EMI Great Recordings of the Century: 3919902
Mendelssohn - Lieder / Loewe - Ballads
Our Price: £16.60 (£14.43 ex VAT)
Format: CD
Number of Discs: 2
Genre: Vocal/Choral
Artist(s): Dietrich Fischer-Dieskau (baritone), Wolfgang Sawallisch (piano), Gerald Moore (piano)
Release Date: 6th September 2007
More Details on Mendelssohn - Lieder / Loewe - Ballads
Great Recordings of the Century: ‘A distinguished series of beautifully presented reissues.’ (Gramophone)
‘EMI’s Great Recordings of the Century is exactly what it says: these classic interpretations warrant a place in everybody’s collection.’ (The Times)
The EMI Classics flagship mid-price series of reissues Great Recordings of the Century has proved exceptionally successful since its launch in 1998. The series has a high-quality and distinctive through-design, with original LP sleeves and the ART logo reproduced on the front covers and critical endorsements from the Gramophone on the back inlays. The substantial booklets offer newly commissioned and authoritative essays (in English, German & French) and, where appropriate, the sung texts/libretto (with translations).
A crucial element in maintaining the high standards achieved in Great Recordings of the Century is the work of EMI’s renowned team of engineers at Abbey Road Studios. Using the very latest technology, they make new transfers from the original materials (78s and analogue tape) and new remasterings (of both analogue and digital recordings).
The great German baritone, Dietrich Fischer-Dieskau, made these recordings – with Wolfgang Sawallisch at the piano in the Mendelssohn, Gerald Moore in the Loewe – in Berlin in 1970 and 1967 respectively.
This is the first time the LP of Loewe’s Ballads has appeared in its entirety on CD.
As Richard Wigmore notes in his characteristically scholarly and elegant booklet essay, ‘Fischer-Dieskau’s narrative flair, mastery of word-painting and gift for fixing a scene in the mind’s ear made him a natural for the ballads of Carl Loewe, a composer once well described as a 19th-century incarnation of a medieval strolling minstrel’.

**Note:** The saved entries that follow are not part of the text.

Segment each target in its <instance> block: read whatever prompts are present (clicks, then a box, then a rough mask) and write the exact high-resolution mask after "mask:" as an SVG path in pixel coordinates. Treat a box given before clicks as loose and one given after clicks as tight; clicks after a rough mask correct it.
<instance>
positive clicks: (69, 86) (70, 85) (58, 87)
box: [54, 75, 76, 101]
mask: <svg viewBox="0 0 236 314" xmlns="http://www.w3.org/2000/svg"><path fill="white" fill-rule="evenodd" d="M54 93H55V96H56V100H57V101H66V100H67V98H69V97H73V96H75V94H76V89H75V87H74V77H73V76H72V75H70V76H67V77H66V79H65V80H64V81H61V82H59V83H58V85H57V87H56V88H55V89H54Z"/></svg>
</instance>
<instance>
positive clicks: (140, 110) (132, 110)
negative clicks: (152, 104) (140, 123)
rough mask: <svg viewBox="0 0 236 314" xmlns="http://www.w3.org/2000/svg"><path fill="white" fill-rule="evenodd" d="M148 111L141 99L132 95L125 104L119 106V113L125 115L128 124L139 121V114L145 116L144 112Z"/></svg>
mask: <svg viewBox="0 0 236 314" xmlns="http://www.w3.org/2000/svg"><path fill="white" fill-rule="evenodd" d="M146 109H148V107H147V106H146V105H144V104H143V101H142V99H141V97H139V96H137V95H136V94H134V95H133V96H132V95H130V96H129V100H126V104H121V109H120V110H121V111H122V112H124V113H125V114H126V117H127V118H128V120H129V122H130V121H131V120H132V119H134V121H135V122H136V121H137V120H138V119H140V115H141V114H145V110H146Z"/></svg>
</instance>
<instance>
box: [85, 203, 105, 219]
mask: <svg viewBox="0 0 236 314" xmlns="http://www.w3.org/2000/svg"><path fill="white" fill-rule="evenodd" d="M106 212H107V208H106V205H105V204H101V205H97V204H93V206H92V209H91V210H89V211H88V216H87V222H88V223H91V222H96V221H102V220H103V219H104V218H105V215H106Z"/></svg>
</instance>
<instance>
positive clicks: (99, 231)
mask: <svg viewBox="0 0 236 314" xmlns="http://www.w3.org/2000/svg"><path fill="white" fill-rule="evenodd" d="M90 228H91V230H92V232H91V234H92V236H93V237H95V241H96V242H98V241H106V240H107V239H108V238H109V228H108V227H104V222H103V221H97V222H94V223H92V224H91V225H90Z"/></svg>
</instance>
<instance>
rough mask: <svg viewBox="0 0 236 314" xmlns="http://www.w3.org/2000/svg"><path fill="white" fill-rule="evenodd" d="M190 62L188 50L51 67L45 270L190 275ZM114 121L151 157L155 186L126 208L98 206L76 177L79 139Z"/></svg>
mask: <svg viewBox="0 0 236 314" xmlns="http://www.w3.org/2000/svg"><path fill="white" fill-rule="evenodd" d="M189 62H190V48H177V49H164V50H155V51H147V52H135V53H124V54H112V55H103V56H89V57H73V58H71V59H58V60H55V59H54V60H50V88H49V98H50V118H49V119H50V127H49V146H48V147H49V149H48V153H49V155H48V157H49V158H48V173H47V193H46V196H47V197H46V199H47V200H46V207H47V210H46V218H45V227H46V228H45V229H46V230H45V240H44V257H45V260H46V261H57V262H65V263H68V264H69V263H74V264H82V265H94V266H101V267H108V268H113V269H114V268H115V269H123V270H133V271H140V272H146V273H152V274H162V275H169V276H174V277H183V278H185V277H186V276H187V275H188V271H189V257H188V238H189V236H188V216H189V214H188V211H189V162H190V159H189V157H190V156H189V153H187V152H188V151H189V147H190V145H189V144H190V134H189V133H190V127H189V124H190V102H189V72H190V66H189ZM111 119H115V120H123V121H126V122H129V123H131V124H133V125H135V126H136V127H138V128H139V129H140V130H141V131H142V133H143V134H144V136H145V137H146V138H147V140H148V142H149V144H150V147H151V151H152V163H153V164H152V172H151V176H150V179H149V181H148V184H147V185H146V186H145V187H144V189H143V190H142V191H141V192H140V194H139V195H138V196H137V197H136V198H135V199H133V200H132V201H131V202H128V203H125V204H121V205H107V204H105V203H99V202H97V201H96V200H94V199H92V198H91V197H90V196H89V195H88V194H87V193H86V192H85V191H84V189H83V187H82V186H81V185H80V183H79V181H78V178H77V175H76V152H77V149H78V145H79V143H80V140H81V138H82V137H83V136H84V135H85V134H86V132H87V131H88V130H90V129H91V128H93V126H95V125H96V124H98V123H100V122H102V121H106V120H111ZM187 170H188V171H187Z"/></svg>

The essay begins with a prophetic quote from Gramophone magazine in 1951: ‘There seems no doubt that, if he conserves his resources … Fischer-Dieskau has it in him to become the finest male lieder singer of today’ (review of Fischer-Dieskau’s first-ever release in the UK, a 78 of Schubert’s Erlkönig and Schumann’s Beiden Grenadiere).
In the 40 Mendelssohn songs, Fischer-Dieskau is ‘an eloquent advocate of these rarely aired lieder [in which the composer was] concerned primarily to produce a well-wrought musical structure based on smooth, shapely melody, with picturesque keyboard writing kept to a minimum’.